Tucked away in a corporate earnings report, past the data on profit margins and revenue growth, hidden deep inside a balance sheet, is a number that can tell you a lot about a mobile phone maker's health.
In the global smartphone war, brands are routinely measured by market share, revenue, profit, and the coolness of their ads.
But one line item called finished goods inventory, which refers to the percentage of materials that were manufactured into phones but went unsold, can give insight into whether a company's fortunes are changing.
The latest company to let phones pile up in warehouses and on store shelves is HTC. The Taiwanese company's stock just fell to its lowest point in a decade after lowering its sales forecast earlier this month and announcing a $93m writedown, though it's recovered some of that loss amid speculation the decline could make it a buyout target.

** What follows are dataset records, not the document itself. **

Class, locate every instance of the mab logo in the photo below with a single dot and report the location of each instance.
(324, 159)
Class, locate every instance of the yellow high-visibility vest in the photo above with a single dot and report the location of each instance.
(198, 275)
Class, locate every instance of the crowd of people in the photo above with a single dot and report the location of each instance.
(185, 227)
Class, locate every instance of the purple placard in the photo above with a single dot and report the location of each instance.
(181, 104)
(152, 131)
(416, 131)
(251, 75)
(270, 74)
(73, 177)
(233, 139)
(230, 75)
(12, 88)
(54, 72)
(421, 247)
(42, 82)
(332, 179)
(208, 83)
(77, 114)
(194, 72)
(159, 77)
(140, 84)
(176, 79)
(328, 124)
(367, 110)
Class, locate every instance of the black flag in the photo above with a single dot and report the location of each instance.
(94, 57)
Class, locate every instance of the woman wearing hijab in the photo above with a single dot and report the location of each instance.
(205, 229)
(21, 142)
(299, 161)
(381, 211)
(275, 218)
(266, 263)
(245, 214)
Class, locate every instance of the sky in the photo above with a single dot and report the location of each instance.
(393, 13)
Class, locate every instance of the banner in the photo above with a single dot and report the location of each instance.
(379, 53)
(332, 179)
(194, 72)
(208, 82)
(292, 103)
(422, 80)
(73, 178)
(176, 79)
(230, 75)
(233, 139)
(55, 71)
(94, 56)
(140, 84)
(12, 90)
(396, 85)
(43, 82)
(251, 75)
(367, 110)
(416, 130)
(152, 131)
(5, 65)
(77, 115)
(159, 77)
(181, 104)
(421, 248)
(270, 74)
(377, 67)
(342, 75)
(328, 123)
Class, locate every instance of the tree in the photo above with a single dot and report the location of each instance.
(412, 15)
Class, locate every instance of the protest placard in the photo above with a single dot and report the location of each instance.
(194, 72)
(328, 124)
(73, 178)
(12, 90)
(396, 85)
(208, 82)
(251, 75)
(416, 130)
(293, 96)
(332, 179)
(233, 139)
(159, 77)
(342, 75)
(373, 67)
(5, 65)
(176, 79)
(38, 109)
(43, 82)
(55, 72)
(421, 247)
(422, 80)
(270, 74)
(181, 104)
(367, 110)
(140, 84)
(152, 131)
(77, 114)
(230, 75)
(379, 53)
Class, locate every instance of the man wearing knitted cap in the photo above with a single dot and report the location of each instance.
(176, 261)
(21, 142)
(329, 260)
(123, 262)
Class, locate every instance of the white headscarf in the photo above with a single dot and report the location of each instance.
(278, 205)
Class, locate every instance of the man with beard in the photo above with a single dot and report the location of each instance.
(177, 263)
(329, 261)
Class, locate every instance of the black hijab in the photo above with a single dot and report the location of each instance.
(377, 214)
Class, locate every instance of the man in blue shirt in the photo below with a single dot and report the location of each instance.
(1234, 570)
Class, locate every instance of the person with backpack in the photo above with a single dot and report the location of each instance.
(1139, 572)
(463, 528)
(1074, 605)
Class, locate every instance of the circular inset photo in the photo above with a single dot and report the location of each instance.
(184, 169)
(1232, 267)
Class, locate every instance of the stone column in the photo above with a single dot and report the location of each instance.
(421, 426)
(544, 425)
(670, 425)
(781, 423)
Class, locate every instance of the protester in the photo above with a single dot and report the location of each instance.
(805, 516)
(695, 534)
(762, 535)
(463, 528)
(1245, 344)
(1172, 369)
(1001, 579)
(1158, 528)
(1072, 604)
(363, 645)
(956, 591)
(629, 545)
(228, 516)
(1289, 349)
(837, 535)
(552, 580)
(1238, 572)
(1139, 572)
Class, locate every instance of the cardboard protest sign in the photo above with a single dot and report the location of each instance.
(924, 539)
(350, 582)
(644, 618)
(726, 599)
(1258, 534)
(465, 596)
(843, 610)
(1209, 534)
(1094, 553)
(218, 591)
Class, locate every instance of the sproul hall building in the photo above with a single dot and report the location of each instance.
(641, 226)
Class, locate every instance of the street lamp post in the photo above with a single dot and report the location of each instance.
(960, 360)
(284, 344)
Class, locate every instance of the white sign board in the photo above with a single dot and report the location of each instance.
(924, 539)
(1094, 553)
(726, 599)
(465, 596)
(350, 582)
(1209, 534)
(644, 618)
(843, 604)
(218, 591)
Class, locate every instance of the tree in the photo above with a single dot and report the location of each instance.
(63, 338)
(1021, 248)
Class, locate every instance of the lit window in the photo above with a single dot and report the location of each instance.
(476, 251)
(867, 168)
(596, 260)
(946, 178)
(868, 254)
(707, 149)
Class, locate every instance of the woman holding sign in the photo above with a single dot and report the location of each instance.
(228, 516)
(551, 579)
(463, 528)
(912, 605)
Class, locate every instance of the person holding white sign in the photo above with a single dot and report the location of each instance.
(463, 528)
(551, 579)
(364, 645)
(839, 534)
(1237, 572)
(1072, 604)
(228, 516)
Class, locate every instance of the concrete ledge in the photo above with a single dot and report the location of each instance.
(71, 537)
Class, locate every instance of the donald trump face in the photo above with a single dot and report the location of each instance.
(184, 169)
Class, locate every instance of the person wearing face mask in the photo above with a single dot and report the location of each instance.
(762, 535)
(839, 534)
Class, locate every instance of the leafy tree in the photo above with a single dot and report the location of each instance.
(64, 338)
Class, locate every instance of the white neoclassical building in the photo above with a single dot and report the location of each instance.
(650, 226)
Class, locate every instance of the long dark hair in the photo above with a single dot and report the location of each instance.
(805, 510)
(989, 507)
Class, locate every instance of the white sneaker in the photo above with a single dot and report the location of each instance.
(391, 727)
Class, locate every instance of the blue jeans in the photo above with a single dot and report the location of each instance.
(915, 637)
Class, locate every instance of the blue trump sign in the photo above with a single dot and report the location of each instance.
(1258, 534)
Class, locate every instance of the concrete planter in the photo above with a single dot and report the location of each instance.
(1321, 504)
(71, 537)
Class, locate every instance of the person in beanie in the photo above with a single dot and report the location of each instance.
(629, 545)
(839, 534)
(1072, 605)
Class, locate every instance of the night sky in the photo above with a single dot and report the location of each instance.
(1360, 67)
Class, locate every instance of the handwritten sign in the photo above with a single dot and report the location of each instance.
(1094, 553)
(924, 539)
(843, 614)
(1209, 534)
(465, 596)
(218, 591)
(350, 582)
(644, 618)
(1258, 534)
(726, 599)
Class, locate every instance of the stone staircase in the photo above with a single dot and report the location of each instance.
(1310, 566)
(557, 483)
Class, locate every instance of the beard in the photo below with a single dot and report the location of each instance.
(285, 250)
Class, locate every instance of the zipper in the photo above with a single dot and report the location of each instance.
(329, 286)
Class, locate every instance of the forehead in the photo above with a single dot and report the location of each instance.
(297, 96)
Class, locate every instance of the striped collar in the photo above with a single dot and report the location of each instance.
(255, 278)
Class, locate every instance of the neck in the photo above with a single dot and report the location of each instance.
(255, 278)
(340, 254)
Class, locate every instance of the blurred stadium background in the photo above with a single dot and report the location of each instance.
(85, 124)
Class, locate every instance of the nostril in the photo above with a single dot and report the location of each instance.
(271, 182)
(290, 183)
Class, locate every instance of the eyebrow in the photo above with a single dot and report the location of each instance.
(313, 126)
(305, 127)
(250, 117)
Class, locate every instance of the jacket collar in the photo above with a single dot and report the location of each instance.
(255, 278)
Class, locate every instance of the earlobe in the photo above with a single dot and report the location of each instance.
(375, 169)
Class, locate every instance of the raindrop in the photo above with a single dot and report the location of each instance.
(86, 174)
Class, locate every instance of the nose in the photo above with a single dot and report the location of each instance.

HTC's finished goods inventory had climbed to a record high 2.35pc of total assets at the end of last quarter.
During the company's heyday, that figure rarely nudged above 1pc.
"The rise in finished goods inventory could be a sign that HTC's latest high-end phone, the M9, is not selling as well as expected," says John Butler, an analyst at Bloomberg Intelligence.
"The phone has received rather negative reviews from tech critics and may not be faring well against some very competitive, feature-rich phones on the market from rivals like Samsung with the S6 and Apple's iPhone 6 and 6 Plus."
Inventory, sometimes used by data divers to peek into the bowels of a company, is generally divided into three types: raw materials, which are the bits and pieces that get fed into the production line; unfinished goods, the stuff still in production; and finished goods, the devices sitting in warehouses, on trucks, or even on store shelves.
The distinctions are important.
Having a ton of materials or unfinished goods isn't necessarily a disaster. Many materials can be switched around between products, so even if one incarnation of a smartphone faces low demand, the components can be swapped into another product pretty easily. Leaving unsold products lying around, however, is an especially bad sin in the consumer electronics industry.
Once a smartphone is assembled and leaves the production line, the clock starts ticking. In the high-paced technology business, consumer devices lose their lustre fast, which makes the chance of actually selling the product decline with each passing day as newer models come onto the market.
In a display of irony, this month's writedown was a response to some of those 2011 supply contracts. HTC declined to comment.